Hipstix used to have a Vietnamese classic called bo tai chanh. It's basically raw ground beef seasoned heavily with lime juice atop a salad, and Vietnamese restaurants are hesitant enough to serve it to you that it just fell off Hipstix's menu. But it's good, and I'm hoping my mentioning it here brings it back.
The noodle bowls traditional Vietnamese restaurants call "bun" are here but at double the traditional price (Hipstix isn't expensive but bun dishes are usually absurdly cheap). It's grilled meat on top of rice noodles served at room temperature or cooler. I love this stuff. Here you can get grilled chicken, those savory Asian style pork meatballs, or a stir-fry of beef on top of the noodles. Or a Vietnamese oddity: noodles topped with egg rolls. Any of these makes a good light lunch for around $10.

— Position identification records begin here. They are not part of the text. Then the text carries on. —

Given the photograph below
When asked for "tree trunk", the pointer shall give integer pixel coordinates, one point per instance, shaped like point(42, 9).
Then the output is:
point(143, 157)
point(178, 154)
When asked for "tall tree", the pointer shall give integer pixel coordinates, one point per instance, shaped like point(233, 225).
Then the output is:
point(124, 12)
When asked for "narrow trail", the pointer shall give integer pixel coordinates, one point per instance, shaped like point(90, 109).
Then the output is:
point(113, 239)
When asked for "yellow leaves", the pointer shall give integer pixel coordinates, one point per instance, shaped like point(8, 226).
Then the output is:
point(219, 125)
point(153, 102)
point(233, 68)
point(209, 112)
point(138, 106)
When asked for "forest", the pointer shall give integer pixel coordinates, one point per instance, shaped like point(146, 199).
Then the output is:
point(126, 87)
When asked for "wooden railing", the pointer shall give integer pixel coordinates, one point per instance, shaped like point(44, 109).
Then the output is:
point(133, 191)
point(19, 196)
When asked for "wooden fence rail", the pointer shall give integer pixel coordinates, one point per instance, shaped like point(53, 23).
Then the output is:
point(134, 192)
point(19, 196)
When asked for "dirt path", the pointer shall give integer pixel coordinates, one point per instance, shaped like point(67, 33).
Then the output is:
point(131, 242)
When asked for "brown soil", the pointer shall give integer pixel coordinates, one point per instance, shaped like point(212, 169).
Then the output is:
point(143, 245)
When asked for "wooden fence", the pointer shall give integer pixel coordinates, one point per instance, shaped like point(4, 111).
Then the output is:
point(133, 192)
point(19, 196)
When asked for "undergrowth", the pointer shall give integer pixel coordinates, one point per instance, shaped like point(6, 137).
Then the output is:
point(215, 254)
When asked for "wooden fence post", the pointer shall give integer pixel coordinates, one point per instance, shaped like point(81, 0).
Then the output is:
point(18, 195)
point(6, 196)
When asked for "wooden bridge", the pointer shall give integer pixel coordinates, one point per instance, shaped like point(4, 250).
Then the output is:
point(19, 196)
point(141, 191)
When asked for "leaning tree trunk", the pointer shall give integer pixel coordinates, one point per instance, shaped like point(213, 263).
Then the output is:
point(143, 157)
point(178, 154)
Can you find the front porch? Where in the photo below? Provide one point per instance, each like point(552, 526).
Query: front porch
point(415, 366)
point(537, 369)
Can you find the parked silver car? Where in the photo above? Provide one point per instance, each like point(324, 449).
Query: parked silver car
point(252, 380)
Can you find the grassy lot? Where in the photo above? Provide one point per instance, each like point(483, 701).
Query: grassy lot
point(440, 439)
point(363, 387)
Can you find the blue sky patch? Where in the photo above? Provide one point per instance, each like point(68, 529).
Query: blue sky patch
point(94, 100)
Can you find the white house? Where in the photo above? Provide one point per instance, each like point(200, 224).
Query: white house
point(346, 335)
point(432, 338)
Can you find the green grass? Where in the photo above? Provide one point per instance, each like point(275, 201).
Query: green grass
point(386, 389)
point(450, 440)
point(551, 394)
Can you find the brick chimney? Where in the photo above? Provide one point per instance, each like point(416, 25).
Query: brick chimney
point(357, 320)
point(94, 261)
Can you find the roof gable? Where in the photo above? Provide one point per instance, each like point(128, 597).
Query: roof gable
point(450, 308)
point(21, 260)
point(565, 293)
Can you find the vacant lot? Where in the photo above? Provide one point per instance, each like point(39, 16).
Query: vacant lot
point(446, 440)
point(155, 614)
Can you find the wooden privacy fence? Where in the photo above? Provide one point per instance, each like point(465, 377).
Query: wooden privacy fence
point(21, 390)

"Siam street noodles" heats up this concept into a full-fledged pasta dish, tossed with rare beef slices (you could also have this with shrimp or chicken) and a thick coconut milk and peanut sauce. It's mildly spicy, fresh-tasting and pretty good. It's different from the familiar pad Thai, which is also available. That has more of a pepper kick.
Both bring way too much food to the table, with the usual miracle: you're uncomfortably full if you eat it all, but the sensation lasts only a few minutes.
The kitchen here gets creative, even impressive, in its specialties. The fish with tomatoes, pineapple and mushrooms is a sleek dish. It was made with striped bass the night I tried it and had a light sauce that reminded me a little of Vietnamese hot fish soup but with much more going on. They call it a ragout, but that's a stretch even given the French heritage in Vietnam. Good dish.
So is the salmon curry, in which the fish is just touched by the Thai red curry sauce but the scallops are right in it. This one is elegant in appearance as well as taste.
If you have a shrimp Jones, an entree described simply as spicy shrimp is exactly that. It gets the same pepper-hot job done that barbecue shrimp does but with a different flavor profile, a little on the sweet side.
Hipstix's environment is clearly tuned to the likes of those people we see at Lucy's. The walls and ceilings are dark, the music is the kind I would never listen to on purpose (but didn't find disturbing), and the service staff is young and sophisticated. Things seem to get going here later in the evening.
Between the many Warehouse District residents and no small number of tourists, things are happening and the streets strike me as quite safe.
I'll report sporadically on other restaurants in the neighborhood during the coming months. It's one of the best areas of town to seek out a meal.